I have been in a bad state for the past one or two months. I have hesitated for a long time. Let me briefly talk about the situation. This book is the longest one I have written, and it is also the first time I have written fast travel, and it is very tiring to write.

Switching planes back and forth, setting up new characters is really brain-burning. (I'm sorry I don't have an outline, because I wrote it all by feeling, and I can't write without feeling)

Even though there is still room to write, but the mental state is too bad. Many times, I felt that I wrote badly. After I finished writing, I even felt very painful and guilty. I felt that I must have disappointed those who were still chasing updates. I didn't dare to look back at all, and I might feel panicked from the whole night to the next day.

I, who often feel pain like this, can't write well.

I started writing because I like it, because I feel happy writing novels, and because I want to write stories I like. If I don’t write novels with this mood, then the writing will be very monotonous, and it will become more and more painful, even hydrology. What's the point?

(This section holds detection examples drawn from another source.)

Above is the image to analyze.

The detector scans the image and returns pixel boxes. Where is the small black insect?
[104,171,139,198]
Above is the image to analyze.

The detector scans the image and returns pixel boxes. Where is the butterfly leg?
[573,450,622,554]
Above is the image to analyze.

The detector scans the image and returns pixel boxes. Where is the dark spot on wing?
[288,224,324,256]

I should be able to update this book until June. There must be a million. I guess I can write about three or four more planes. If the planes that must be written cannot be updated immediately, they will be in the form of extra episodes. Appear.

There will be no sloppy ending, and everything that needs to be explained will be explained clearly, but no more planes can be written.

Thank you very much for reading my novel, I will try my best to write better, worthy of your likes.

In the author's words before, I would thank you for rewarding and voting for monthly votes. Later, because I felt that it was a bit of a waste of time, I didn't do it anymore (I'm lazy too). I sincerely thank you for your approval, votes, rewards and your comments Checking in, many times, has given me a sense of recognition, and pulled me back from self-doubt, and let me know that what I wrote is not unacceptable.

... (demarcation line)

Many people said that they want to watch e-sports. Sorry, I can’t write it. I always believe that e-sports is blood, faith, and glory.

But these have nothing to do with me, I have never had these passionate feelings, so I don't want to easily get involved in the world of e-sports, sorry.

There are also horror and suspense ones, I can’t write them, so let’s forget about them.

What else to write, let's see which one I feel, the plane of Xiling and the plane of Chu Zhi must be in it, but I have to be more prepared before writing.